Patients and methods: We evaluated the expression levels of PCAT6 in CC tissues and cell lines using real-time PCR. The clinical data were interpreted by chi-square test, Kaplan-Meier survival analyses, univariate analysis, and multivariate analysis. The effect of PCAT6 on CC proliferation and metastasis was investigated by CCK-8 assay, EdU incorporation assay and transwell assay. The cell apoptosis was detected by apoptosis flow detection. RT-PCR and Western blotting were used to detect the expression levels of β-catenin, cyclin D1 and c-myc.

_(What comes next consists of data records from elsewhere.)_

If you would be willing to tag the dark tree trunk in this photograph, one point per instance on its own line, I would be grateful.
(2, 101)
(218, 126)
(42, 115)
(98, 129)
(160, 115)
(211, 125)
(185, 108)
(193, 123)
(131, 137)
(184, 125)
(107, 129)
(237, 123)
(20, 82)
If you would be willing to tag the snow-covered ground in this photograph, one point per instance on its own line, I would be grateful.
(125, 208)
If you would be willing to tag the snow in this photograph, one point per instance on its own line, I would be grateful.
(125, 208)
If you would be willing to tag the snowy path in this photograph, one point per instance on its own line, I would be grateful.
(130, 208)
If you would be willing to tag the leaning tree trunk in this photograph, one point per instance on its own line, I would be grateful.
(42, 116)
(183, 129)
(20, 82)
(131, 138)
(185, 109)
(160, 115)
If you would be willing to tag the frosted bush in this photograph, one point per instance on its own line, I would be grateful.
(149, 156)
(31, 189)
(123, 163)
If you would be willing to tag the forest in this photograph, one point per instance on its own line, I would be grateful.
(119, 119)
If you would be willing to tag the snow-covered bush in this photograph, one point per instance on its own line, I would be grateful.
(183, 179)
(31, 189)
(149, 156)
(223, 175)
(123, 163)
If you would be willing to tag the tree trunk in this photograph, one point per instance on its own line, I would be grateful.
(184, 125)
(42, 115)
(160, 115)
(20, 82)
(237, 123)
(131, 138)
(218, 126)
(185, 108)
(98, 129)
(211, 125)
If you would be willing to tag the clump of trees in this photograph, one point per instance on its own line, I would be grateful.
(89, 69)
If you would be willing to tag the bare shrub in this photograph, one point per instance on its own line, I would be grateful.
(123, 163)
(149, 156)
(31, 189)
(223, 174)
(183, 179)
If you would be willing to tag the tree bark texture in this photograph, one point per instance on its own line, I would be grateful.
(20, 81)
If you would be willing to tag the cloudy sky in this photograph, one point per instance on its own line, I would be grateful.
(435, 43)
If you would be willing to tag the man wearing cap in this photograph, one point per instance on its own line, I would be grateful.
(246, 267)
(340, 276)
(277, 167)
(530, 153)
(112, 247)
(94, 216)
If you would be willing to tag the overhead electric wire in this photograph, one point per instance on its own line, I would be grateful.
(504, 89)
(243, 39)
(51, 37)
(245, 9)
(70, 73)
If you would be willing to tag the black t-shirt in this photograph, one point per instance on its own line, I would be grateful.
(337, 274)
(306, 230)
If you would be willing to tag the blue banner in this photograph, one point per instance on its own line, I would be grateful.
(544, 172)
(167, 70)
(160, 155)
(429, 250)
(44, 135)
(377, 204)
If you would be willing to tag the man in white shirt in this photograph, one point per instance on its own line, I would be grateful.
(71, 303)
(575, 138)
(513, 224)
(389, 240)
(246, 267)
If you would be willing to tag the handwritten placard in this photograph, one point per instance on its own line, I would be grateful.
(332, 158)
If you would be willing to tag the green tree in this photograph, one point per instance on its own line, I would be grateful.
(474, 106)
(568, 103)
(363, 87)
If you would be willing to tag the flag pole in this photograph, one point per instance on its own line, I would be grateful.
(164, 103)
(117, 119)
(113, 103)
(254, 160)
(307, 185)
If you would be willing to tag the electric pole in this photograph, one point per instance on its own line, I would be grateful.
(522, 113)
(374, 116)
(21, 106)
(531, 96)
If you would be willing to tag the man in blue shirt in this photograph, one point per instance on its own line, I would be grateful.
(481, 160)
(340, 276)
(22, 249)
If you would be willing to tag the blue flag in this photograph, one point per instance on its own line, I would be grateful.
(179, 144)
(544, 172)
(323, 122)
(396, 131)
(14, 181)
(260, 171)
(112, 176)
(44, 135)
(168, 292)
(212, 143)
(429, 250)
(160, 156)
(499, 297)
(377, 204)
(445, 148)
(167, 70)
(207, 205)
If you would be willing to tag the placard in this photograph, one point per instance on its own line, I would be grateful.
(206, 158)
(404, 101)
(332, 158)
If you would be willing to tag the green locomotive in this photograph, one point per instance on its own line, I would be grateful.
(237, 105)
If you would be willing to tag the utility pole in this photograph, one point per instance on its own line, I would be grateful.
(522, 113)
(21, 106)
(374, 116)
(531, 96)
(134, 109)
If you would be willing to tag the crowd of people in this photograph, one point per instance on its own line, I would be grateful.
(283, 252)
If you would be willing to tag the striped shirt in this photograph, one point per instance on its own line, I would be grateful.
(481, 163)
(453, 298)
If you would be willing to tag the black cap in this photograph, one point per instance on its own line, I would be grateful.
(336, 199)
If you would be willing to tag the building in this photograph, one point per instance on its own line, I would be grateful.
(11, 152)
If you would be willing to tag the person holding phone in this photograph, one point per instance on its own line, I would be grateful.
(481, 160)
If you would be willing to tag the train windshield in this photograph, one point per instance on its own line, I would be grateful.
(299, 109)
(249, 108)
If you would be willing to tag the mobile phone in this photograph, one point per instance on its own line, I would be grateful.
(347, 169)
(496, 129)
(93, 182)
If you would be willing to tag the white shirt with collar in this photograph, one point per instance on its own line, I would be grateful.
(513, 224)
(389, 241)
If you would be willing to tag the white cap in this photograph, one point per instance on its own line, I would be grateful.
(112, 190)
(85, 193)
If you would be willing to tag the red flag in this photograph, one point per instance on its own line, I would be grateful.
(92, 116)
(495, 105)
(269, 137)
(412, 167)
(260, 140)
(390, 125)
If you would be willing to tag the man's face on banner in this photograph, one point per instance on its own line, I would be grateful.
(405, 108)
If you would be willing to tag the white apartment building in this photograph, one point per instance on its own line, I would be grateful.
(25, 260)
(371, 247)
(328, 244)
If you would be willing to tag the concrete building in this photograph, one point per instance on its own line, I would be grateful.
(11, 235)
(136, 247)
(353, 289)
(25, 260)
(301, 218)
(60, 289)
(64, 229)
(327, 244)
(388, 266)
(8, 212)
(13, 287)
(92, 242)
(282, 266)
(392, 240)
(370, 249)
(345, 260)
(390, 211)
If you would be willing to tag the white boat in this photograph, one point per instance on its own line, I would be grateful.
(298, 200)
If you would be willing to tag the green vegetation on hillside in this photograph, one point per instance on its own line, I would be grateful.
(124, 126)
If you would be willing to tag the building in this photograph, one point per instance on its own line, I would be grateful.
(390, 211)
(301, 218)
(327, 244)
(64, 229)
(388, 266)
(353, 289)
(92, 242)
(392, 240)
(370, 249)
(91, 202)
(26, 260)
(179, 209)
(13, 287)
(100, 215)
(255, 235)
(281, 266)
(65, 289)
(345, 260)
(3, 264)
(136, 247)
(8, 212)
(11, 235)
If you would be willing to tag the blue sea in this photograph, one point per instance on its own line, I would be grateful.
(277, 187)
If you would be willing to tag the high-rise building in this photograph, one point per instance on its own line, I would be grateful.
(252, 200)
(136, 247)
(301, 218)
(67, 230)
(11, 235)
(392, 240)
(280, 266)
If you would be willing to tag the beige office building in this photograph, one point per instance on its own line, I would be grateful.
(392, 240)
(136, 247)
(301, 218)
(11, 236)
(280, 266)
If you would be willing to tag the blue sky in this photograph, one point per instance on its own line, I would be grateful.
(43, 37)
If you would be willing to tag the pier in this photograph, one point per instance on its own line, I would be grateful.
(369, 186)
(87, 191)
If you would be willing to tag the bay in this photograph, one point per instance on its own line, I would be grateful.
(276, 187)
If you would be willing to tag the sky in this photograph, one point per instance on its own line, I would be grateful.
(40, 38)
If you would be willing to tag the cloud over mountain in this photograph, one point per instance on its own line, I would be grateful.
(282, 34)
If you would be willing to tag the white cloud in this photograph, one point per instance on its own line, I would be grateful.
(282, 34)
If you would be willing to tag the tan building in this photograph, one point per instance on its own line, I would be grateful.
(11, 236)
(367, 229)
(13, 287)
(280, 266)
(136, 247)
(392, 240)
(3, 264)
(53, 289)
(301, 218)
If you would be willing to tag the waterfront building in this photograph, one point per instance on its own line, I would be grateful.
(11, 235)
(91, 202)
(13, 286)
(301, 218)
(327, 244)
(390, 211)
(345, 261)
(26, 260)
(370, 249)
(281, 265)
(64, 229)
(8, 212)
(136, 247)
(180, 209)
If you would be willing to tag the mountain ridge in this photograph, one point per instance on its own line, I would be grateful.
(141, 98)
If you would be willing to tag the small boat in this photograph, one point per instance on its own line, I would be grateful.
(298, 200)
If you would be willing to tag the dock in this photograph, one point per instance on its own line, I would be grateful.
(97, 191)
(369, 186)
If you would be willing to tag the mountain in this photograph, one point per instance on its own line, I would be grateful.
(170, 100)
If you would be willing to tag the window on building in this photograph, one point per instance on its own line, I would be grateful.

Results: We found that PCAT6 expression was significantly up-regulated in human CC tissues and cell lines compared with their normal counterparts, and its high levels were associated with advanced FIGO stage, depth of cervical invasion and positively lymph node metastasis. Survival assays indicated that high PCAT6 expression had a negative influence on overall survival and disease-free survival. Moreover, multivariate analysis identified high PCAT6 expression as an unfavorable prognostic biomarker for CC patients. Functionally, knockdown of PCAT6 significantly suppressed CC cells proliferation, migration and invasion, and promoted apoptosis. Mechanistic investigation showed PCAT6 activates Wnt/β-catenin signaling in CC cell lines by promoting the expression of β-catenin, cyclin D1 and c-myc.
Conclusions: Our results indicated that PCAT6 played oncogenic roles and can be used as a therapeutic target for treating human CC.